In the context of the 2026 Iran war—marked by U.S.-Israeli strikes on regime targets, Iranian retaliatory missile barrages injuring civilians in Israel, and mounting regional instability—the film’s revival raises pointed questions. Promoted with the tagline that “as America dives deeper into the Iran War, understanding who is pulling the strings matters more than ever,” it portrays Netanyahu not merely as a security hawk but as a figure whose domestic vulnerabilities influence grand strategy. Israeli public opinion, initially unified behind the campaign, shows signs of strain as the conflict drags without decisive victory and with significant human and economic costs.

The Bibi Files does not allege that Netanyahu invented the Iranian threat; rather, it explores how personal and political survival may have intertwined with legitimate national security concerns, shaping alliances, media narratives, and the tempo of escalation. Alex Gibney, involved in the project’s origins, has described the “ultimate corruption” as a leader wrapping himself in the mantle of wartime prime minister to evade accountability.

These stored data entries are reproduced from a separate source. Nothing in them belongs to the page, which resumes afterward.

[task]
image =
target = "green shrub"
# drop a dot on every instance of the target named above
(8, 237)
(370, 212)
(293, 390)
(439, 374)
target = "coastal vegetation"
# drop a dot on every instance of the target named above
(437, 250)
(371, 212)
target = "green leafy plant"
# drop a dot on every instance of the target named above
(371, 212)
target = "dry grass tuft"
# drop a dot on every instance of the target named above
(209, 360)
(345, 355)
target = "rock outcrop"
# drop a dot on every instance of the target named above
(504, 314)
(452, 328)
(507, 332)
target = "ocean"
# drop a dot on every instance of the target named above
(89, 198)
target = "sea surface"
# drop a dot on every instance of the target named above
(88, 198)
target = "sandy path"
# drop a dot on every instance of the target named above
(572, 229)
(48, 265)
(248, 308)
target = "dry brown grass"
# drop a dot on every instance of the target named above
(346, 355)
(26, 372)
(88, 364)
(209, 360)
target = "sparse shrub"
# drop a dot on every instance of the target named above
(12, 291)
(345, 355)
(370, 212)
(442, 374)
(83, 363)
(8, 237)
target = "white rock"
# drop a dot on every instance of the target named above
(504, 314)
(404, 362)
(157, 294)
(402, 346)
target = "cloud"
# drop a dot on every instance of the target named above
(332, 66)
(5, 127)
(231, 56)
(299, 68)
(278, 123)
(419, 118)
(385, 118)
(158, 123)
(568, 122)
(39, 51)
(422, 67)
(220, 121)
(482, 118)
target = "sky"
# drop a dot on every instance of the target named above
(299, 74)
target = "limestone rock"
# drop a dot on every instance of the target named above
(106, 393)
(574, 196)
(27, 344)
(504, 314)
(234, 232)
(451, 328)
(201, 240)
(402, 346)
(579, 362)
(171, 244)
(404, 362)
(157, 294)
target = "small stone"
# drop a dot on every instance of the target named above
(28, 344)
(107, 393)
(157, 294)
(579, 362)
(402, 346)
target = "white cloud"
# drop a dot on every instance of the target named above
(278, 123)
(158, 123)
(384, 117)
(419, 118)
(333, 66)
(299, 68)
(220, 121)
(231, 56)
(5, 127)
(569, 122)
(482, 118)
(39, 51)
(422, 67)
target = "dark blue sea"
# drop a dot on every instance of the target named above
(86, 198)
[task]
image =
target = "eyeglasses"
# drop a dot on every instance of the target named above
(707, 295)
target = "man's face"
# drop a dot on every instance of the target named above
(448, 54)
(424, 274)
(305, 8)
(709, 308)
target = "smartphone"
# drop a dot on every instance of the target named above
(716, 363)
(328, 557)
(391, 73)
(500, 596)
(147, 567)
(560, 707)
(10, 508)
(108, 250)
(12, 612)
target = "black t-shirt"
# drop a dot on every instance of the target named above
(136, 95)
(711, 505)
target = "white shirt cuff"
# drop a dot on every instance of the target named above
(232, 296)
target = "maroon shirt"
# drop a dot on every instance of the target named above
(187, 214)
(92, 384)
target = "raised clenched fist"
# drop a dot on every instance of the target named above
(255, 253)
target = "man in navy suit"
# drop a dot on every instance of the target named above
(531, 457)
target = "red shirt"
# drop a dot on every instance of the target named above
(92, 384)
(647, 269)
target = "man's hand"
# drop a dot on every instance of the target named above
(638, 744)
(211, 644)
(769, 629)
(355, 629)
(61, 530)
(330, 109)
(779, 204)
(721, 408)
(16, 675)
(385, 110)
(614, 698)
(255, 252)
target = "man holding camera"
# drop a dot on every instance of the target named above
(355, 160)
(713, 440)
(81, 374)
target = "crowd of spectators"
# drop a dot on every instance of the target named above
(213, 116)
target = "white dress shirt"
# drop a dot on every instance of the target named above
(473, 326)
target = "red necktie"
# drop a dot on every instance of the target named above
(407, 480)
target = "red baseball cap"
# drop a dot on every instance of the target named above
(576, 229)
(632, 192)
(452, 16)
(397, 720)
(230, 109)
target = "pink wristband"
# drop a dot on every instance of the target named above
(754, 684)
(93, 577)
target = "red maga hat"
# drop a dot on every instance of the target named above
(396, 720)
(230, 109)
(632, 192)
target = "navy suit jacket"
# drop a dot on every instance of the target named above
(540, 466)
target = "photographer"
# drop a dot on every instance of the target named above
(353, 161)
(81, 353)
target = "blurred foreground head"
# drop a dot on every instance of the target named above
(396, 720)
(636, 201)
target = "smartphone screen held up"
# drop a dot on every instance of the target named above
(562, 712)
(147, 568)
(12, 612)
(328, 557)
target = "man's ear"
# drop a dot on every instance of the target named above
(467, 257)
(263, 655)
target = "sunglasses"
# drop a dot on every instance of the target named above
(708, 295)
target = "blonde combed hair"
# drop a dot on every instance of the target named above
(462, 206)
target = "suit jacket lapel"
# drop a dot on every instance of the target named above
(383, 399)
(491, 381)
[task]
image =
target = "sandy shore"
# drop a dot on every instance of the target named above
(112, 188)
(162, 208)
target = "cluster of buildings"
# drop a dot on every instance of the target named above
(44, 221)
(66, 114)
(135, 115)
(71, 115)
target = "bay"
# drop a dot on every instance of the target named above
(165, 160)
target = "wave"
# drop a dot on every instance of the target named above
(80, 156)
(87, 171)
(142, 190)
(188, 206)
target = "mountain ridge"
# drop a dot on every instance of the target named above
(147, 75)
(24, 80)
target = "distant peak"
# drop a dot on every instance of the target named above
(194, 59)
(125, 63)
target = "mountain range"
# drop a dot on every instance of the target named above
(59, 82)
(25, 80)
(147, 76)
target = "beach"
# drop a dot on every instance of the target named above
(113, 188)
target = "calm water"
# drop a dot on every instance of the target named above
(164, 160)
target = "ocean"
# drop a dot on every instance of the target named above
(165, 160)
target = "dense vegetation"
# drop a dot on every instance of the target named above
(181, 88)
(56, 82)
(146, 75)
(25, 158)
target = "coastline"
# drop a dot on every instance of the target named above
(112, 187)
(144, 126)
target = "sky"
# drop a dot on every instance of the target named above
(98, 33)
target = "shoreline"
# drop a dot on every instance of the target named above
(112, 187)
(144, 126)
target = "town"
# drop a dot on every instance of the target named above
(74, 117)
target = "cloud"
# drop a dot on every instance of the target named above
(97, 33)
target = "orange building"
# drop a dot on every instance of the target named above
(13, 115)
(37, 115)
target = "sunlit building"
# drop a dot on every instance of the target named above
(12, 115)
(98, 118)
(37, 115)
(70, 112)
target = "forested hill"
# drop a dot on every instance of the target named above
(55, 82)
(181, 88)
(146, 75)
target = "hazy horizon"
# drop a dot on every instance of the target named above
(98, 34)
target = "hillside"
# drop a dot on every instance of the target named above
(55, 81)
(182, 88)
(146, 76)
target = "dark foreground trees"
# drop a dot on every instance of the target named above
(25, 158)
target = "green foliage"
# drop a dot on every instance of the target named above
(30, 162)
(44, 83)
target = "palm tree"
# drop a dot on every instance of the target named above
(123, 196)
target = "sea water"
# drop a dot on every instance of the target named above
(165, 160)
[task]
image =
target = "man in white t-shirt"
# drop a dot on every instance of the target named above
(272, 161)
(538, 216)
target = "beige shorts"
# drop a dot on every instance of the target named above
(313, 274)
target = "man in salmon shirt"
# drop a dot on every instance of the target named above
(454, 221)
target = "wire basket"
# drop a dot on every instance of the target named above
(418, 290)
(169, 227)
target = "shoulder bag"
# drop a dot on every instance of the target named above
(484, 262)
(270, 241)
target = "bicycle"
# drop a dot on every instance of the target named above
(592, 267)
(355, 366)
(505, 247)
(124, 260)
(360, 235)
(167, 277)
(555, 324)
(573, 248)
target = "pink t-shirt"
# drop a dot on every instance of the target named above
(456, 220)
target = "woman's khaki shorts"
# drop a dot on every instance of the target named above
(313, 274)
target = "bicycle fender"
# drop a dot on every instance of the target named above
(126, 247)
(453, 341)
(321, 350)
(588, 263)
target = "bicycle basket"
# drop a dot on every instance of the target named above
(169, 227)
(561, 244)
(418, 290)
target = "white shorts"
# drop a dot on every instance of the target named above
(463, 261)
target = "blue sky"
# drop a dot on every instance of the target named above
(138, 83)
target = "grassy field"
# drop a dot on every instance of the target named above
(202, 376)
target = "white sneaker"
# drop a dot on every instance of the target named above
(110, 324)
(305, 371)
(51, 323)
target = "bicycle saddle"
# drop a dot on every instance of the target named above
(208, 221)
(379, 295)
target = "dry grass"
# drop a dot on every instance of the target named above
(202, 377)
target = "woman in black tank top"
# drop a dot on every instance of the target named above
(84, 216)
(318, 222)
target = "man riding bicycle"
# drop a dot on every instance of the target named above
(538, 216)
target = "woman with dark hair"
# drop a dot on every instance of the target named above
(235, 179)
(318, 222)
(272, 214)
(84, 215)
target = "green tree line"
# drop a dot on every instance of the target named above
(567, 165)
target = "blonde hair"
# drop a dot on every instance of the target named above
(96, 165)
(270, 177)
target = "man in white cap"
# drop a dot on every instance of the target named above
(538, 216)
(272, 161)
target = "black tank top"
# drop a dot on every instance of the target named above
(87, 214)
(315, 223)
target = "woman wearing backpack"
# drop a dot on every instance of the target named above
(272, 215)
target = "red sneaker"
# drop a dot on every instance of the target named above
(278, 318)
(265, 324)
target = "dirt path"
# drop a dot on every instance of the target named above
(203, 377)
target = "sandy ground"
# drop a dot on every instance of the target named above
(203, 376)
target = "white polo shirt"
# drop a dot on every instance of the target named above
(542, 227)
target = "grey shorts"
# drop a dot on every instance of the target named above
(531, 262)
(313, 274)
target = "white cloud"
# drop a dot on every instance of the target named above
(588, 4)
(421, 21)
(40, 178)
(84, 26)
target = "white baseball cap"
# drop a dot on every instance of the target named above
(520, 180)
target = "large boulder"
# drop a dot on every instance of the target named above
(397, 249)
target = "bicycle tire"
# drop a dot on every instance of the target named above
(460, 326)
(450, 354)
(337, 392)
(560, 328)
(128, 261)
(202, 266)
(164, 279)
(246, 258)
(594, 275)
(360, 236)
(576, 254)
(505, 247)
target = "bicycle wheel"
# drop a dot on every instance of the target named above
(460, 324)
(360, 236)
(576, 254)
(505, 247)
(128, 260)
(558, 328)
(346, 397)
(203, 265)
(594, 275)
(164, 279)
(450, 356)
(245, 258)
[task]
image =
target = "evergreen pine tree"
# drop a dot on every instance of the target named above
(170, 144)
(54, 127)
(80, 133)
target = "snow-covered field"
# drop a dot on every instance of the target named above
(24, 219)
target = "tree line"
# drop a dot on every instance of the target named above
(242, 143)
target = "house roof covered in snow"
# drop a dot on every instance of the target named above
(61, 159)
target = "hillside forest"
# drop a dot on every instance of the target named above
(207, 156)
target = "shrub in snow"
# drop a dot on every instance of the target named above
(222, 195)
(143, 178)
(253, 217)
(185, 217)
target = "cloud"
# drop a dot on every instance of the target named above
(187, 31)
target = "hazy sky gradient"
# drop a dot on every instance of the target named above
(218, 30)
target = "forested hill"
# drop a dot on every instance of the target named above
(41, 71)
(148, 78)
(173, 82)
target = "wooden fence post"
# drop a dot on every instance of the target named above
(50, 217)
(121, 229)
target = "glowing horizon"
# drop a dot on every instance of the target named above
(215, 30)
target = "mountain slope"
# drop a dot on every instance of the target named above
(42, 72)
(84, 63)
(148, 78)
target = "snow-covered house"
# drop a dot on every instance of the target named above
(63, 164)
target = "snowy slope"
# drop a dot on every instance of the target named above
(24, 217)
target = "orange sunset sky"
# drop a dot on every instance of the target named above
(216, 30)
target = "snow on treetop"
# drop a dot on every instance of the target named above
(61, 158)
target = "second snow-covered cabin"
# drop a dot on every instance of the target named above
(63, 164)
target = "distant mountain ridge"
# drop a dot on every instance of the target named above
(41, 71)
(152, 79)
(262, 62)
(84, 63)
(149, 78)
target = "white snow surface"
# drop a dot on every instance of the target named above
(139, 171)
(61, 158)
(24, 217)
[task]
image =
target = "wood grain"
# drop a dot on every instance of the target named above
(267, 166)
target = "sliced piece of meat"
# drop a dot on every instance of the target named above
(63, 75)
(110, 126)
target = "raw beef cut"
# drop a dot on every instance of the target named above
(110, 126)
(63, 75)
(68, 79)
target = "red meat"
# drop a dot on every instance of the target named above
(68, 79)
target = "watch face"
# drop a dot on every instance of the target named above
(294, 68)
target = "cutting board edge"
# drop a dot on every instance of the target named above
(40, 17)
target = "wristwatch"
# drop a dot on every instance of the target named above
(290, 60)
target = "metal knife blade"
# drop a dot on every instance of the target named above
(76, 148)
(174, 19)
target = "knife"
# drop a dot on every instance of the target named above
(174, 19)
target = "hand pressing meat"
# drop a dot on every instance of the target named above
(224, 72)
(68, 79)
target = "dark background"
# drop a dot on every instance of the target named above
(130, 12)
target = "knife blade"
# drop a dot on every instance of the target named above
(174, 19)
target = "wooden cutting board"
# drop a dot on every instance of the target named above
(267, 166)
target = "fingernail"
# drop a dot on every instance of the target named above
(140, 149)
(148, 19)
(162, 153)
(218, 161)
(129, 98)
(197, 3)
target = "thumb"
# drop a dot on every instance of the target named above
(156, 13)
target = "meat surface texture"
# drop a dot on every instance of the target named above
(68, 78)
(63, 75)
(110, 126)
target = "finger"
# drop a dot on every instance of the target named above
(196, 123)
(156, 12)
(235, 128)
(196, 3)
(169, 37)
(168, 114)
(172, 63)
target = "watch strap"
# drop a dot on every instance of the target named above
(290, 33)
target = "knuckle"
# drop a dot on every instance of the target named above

As cross-examination in the Jerusalem courtroom continues and strikes over Iranian skies persist, the intersection of these stories remains unresolved. Netanyahu’s trial—potentially stretching months or years more—coincides with a war whose outcome could reshape the Middle East. Whether conviction, pardon, or legislative intervention awaits him, one truth emerges clearly from the leaked tapes and ongoing battles: In Israel’s high-stakes democracy, the personal, the political, and the existential are inextricably linked. The Bibi Files offers no easy answers or policy prescriptions, but it compels a sober reckoning with how one man’s legal predicament may echo far beyond the courtroom—into the skies over Tehran and the corridors of power in Washington and Jerusalem.